I'm the same way, NA. I start my work day by hitting "Shuffle Songs on my ipod, and let it go through the over 1k songs. It's fun.
Never been at a job where I could properly questions people's purchasing needs. That and I don't remember what people bought. They probably weren't special enough.
"I live in Los Angeles, and I was on the walk of fame. I was drunk, and I got a henna tattoo that says, 'Forever.'" -Zack Galifianakis
Call Sophia Moore or Kent E. Ryder for a good time!
Back when I was in my early twenties I was on a date that was going well, very well. And stopped at a gas station to pick up a pop for me and the date, some munchies and a box of condoms. I've never been a person who embaressed easily so when the old lady behind the counter gave me a dirty look and humphed all I said was "Hey at least I'm being responsible babe, and I'm getting somethign you aint." Not a happy lady I am sure.
I dunno why people get so hung up over simple bodily functions as sex or related. I'm not even bothered by buying feminine hygine products for my wife.
My DH flatly refuses to deal with buying feminine supplies for me.
Why DO men get so squicked by female biological functions, anyway? I'm sure it's come up in Dilbert at least once that Alice got PHB off her back about leaving early/taking time off by telling him it was a "female thing", and PHB freaked and nearly shoved her out the door.

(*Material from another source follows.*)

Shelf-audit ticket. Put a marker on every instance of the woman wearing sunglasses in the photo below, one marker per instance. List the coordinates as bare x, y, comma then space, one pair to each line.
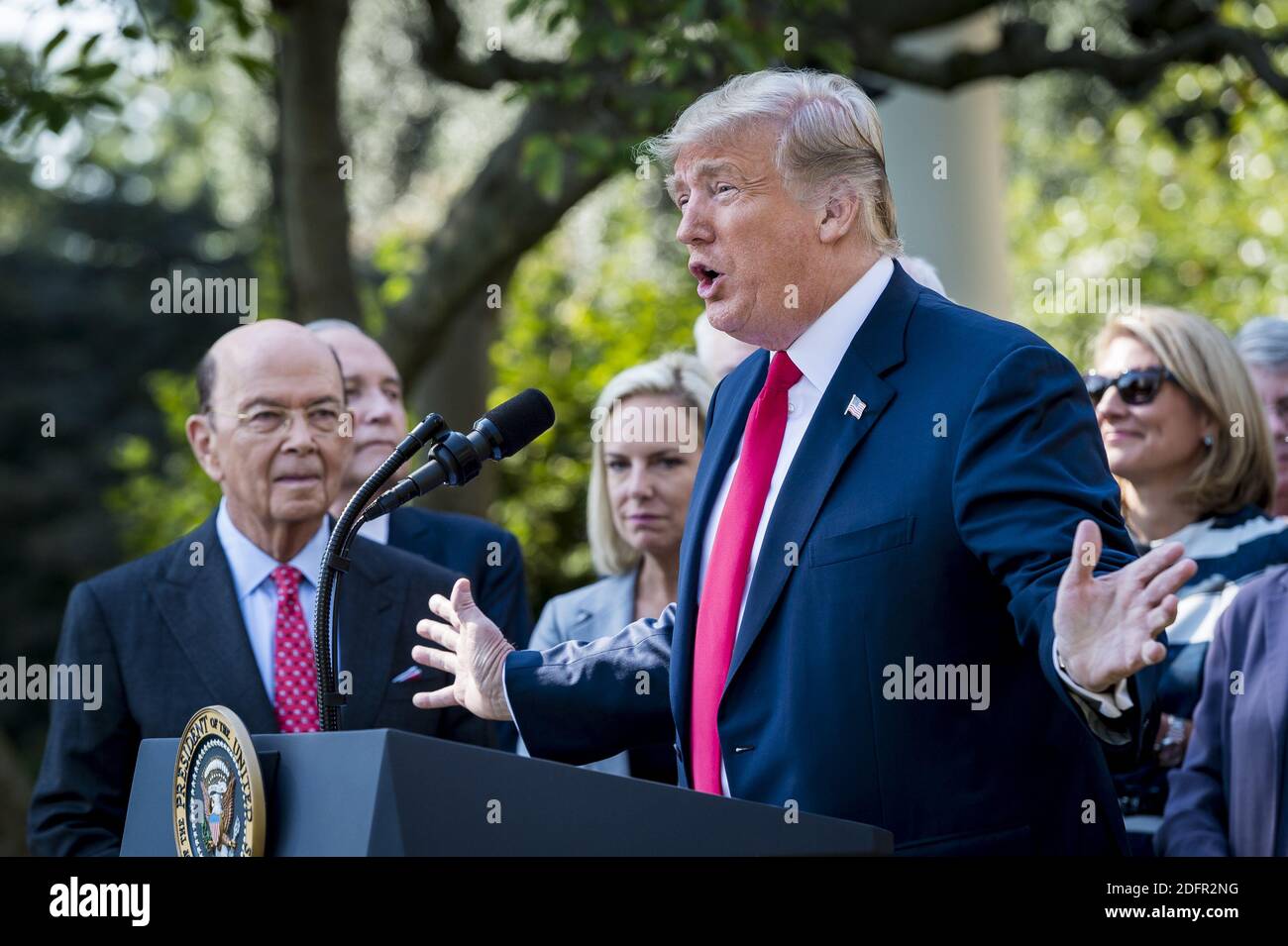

"Crazy may always be open for business, but on the full moon, it has buy one get one free specials." - WishfulSpirit
"Sometimes customers remind me of zombies, but I'm pretty sure that zombies are smarter." - MelindaJoy77
I don't ask my hubby to get me my thingies, although I'm sure he would if I asked. Mostly, I'm a control freak and want to make sure I get the right kind
I'm lucky, my husband doesn't have a problem with anything I have asked him to pick up. All he asks is that I write down the exact brand and size I want.

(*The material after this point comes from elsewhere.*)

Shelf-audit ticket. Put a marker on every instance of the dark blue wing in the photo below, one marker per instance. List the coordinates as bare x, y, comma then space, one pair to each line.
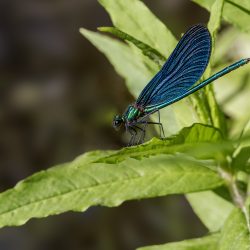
183, 68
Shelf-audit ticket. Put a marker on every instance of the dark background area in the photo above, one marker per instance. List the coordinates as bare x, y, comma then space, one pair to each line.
58, 95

The only weird looks I get is when I buy MAD magazine. I have had cashiers ask if it was for my teenage son and I tell them that my son can read it after I'm done reading it first.

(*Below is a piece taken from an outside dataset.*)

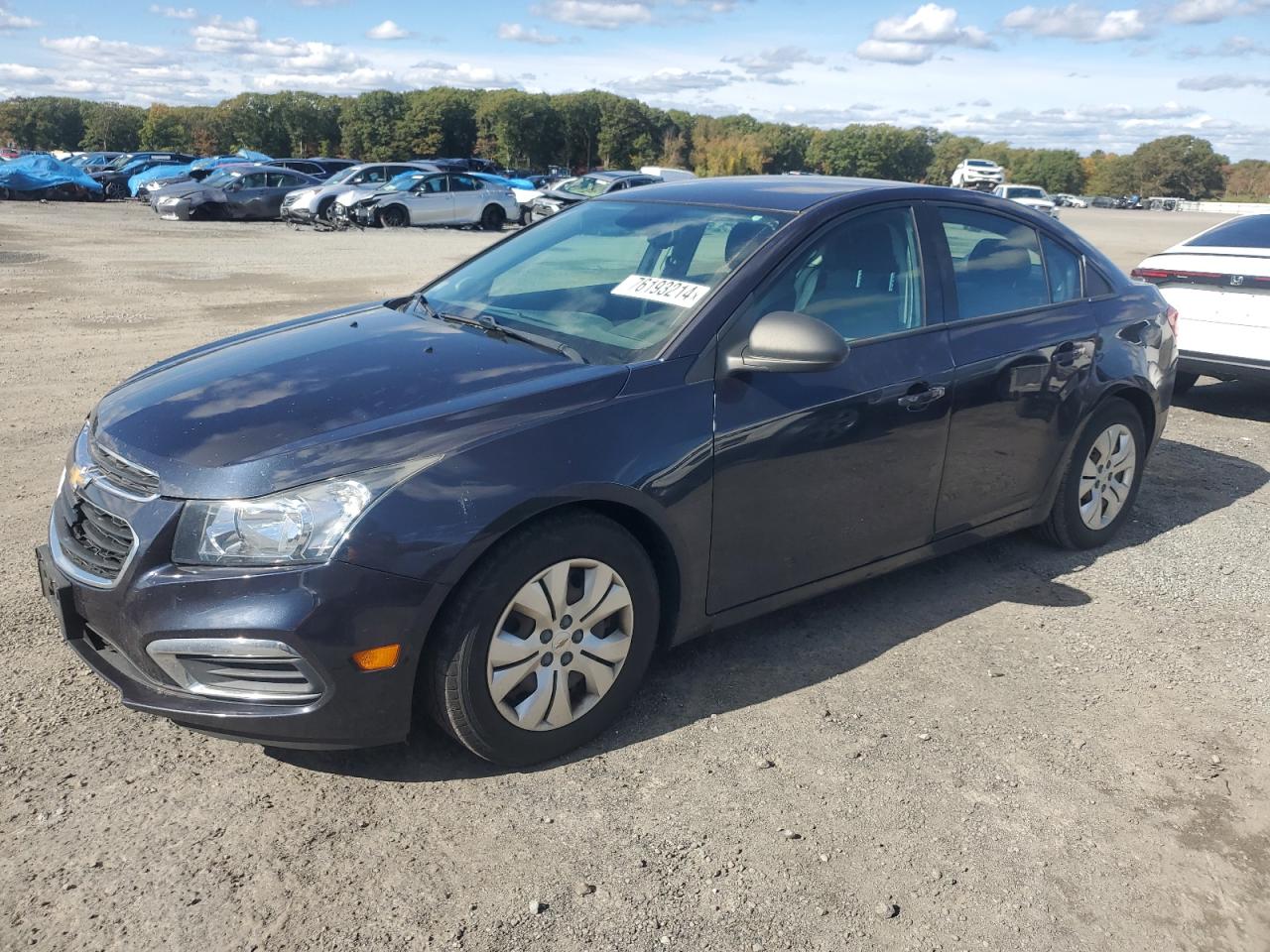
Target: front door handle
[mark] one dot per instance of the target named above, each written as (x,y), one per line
(922,398)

Do not annoy the woman with the flamethrower!
If you don't like it, I believe you can go to hell! ~Trinity from The Matrix
Heh heh. Mine wasn't PRECISELY a purchase, but...it is in character.
Two notes:
1. I'm a girl (obvious.)
2. Ever since I was little, I liked sharp things. Swords, knives, whatever.
So, one day, I realize it's almost that time of the month. So I head into Wal-Mart and pick up my usual...pads and a box of Aleve. Then, because I insist on traveling with one, I needed a new toothbrush, so I found a pretty pink one and threw it in. My mother had told me to pick up some things for her, so I got laundry detergent, cat litter, and some bleach Then I decided to meander around because I wasn't ready to go home yet.
Yes. I went to sporting goods.
There I am, with pads, Aleve, a toothbrush, litter, and various cleaning products, and looking with some interest at the knives.
I don't think anyone but me noticed, and I didn't even notice it until I walked off after a while. OY. Glad the cops didn't stop my @$$ on the way out.
"Maybe the problem just went away...maybe it was the magical sniper fairy that comes and gives silenced hollow point rounds to people who don't eat their vegetables."